Mother's Day 2026
While the hard work, strength and dedication of mothers is celebrated on Mother's Day, experts say that their financial security is equally important. Whether a mother is planning for her child's education or wants regular income after retirement, proper financial planning and wise investments can be a big help in the long run. On the occasion of Mother's Day 2026, we spoke to two experts to know how the right portfolio and financial security can be created for mothers.
Which MF is better for mothers?
Preeti Rathi Gupta, founder of LXME, said that the most important thing is to start investing, even if the amount is small. According to him, flexicap and largecap funds can be good options for women who are investing for the first time. In these, the risk is slightly less and there is a possibility of getting good returns in the long run.
For big goals like children's education, he advised investing in equity mutual funds with a 10 to 15 year perspective. He said, if a mother starts early and starts a SIP of Rs 2,000 to Rs 5,000 every month, then with time a good fund can be prepared for the education of her children.
As one approaches retirement, he advised to gradually shift from equity to debt and hybrid funds, so that the impact of market fluctuations is reduced.
Pallav Aggarwal, Certified Financial Planner, Bhava Services LLP, said that aggressive hybrid funds can be a good option for first-time investors. These have less volatility than pure equity funds, but can yield good returns in the long run. He also suggested multi-asset allocation funds, which invest in different asset classes like equity, debt and gold.
Different strategies for working mothers and homemakers
Experts believe that the financial needs of working women and housewives are different, hence the method of investment should also be different. According to Preeti Rathi Gupta, working mothers with regular income can keep 60-70% of their portfolio in equities. The remaining 20-25% can be invested in debt and 5-10% in gold.
At the same time, a slightly safer portfolio is considered better for housewives. It has been advised for them to keep 50-60% equity and more in debt instruments. Pallav Aggarwal also gave almost the same opinion. According to him, working mothers can invest 65% in equity, 20% in debt and 15% in precious metals. Whereas homemakers can invest in assets like 50% equity, 30% debt and 20% gold.
How to maintain balance between household expenses and investments?
Experts said that whether a woman works or not, she must invest in her own name and play an active role in the financial decisions of the family. Preeti Rathi Gupta advised to adopt Pay Yourself First formula. He said, putting money in SIP every month should be the first priority before EMI, school fees or household expenses.
He advised creating separate SIPs and investment accounts for different goals, such as emergency funds, short-term needs and long-term wealth creation. Pallav Aggarwal suggested that about 50% of the income should go towards essential expenses, 20% towards lifestyle and 30% towards savings and investments.

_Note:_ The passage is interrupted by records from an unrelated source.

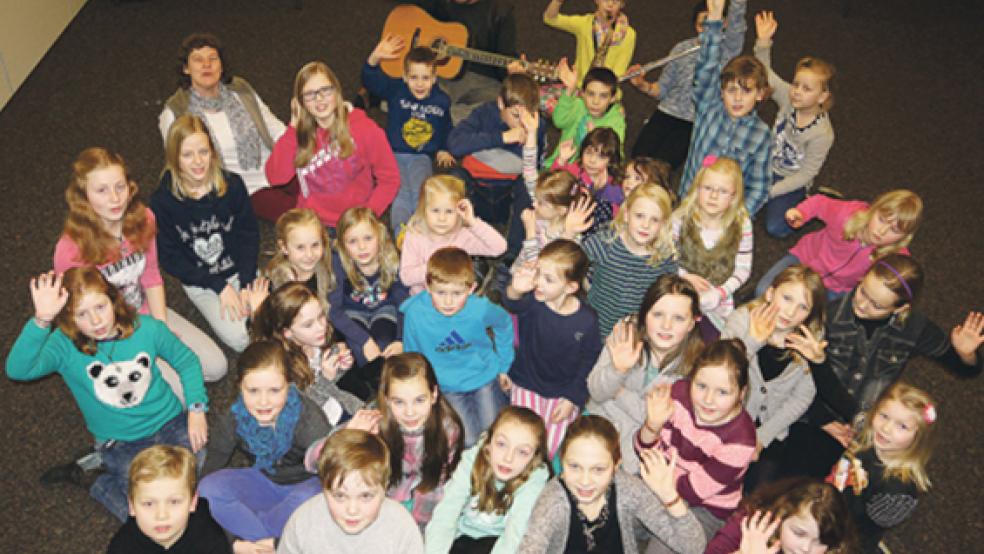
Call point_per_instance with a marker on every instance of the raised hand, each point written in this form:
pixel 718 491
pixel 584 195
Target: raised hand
pixel 387 49
pixel 756 534
pixel 524 278
pixel 466 212
pixel 968 336
pixel 566 151
pixel 255 293
pixel 807 344
pixel 624 346
pixel 765 26
pixel 579 217
pixel 231 305
pixel 49 297
pixel 657 473
pixel 762 321
pixel 659 407
pixel 365 420
pixel 794 218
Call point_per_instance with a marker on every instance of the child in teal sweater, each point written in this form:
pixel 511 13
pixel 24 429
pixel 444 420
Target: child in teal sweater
pixel 596 106
pixel 107 356
pixel 490 497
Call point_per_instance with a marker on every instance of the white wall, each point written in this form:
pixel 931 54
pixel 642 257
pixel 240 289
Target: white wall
pixel 28 28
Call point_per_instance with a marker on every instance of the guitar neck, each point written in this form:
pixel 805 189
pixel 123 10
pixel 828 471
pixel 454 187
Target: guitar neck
pixel 479 56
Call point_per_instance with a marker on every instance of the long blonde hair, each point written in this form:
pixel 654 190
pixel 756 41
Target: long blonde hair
pixel 815 291
pixel 662 244
pixel 435 185
pixel 904 206
pixel 278 269
pixel 690 208
pixel 389 259
pixel 498 500
pixel 182 128
pixel 910 466
pixel 307 127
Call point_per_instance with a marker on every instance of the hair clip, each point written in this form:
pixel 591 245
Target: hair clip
pixel 908 291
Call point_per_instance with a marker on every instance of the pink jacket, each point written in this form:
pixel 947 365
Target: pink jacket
pixel 478 240
pixel 330 185
pixel 841 263
pixel 132 274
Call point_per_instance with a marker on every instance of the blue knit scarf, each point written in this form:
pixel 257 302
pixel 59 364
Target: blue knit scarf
pixel 268 444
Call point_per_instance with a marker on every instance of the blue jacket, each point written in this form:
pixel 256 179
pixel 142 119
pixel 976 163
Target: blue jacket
pixel 412 125
pixel 482 130
pixel 459 347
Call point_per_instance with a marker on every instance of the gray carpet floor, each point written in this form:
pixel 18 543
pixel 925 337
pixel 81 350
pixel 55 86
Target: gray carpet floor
pixel 908 114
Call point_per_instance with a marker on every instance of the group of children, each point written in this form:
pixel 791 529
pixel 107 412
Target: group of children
pixel 388 400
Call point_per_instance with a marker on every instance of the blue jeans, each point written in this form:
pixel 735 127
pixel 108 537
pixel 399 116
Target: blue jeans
pixel 249 505
pixel 775 212
pixel 414 169
pixel 477 408
pixel 111 487
pixel 766 281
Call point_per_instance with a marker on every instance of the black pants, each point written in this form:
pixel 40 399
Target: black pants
pixel 664 137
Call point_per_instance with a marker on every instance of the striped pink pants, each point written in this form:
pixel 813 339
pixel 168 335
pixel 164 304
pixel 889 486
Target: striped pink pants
pixel 543 407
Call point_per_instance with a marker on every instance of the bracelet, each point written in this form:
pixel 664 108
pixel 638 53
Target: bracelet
pixel 669 505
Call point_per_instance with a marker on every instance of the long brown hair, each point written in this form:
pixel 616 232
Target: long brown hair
pixel 307 127
pixel 275 315
pixel 96 245
pixel 693 344
pixel 821 501
pixel 440 454
pixel 80 281
pixel 498 501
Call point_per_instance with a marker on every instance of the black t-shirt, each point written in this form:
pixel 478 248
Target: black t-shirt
pixel 606 535
pixel 202 536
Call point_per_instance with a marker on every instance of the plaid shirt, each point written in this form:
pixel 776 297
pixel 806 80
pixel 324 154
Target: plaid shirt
pixel 747 139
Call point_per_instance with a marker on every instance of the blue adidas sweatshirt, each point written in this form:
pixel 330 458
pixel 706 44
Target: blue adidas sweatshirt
pixel 464 355
pixel 412 125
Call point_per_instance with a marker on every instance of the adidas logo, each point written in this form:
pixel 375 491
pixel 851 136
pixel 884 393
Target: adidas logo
pixel 452 343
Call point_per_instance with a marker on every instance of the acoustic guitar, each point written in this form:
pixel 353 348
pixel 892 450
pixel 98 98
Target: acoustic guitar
pixel 449 41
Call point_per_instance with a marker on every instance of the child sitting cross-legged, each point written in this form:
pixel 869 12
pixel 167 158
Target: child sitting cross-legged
pixel 419 119
pixel 165 511
pixel 468 339
pixel 353 515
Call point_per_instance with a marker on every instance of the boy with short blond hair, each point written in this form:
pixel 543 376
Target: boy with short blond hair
pixel 726 123
pixel 166 514
pixel 418 119
pixel 467 339
pixel 353 516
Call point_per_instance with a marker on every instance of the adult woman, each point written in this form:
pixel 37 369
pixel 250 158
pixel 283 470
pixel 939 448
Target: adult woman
pixel 242 126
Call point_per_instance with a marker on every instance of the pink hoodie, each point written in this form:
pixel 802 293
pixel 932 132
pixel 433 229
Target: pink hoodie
pixel 330 185
pixel 841 263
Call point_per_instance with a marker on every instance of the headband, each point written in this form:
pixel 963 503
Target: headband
pixel 885 264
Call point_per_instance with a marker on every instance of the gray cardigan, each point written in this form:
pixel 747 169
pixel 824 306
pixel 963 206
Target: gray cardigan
pixel 549 525
pixel 621 398
pixel 783 400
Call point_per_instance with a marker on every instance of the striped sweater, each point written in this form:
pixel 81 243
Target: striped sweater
pixel 619 278
pixel 712 460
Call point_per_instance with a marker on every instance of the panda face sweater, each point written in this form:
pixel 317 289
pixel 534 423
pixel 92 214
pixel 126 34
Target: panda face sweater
pixel 119 390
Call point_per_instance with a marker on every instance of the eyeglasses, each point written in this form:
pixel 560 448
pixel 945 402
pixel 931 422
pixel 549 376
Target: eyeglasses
pixel 322 93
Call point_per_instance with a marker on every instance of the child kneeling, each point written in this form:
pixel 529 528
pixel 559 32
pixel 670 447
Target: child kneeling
pixel 354 469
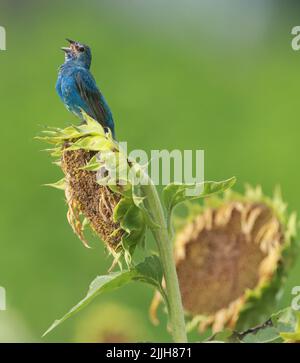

He said, it is important to have a separate SIP for every financial goal. This maintains discipline in investment and the mistake of investing whatever is left is not made.
Why are emergency funds and insurance important?
Both experts said that it is very important to have an emergency fund and insurance before investing in mutual funds. Preeti Rathi Gupta said, mutual funds are a means of creating wealth, but emergency funds and insurance act as a security shield. He advised that an amount equal to at least 6 months' household expenses should be kept in a liquid fund or high interest savings account.
According to Pallav Agarwal, emergency fund should be equal to 6 to 12 months' expenses. Also, health insurance for the entire family and term insurance for the earning members is necessary. He also said that expensive items like car, jewellery, electronics should also be insured. Also, home insurance should be taken to protect the house and its contents from incidents like fire, theft or earthquake.
Experts say that this is the biggest mantra for successful investment. Starting early, investing regularly and not changing the portfolio frequently due to minor fluctuations in the market. With the right balance and discipline, mothers can create strong financial security for themselves and their families.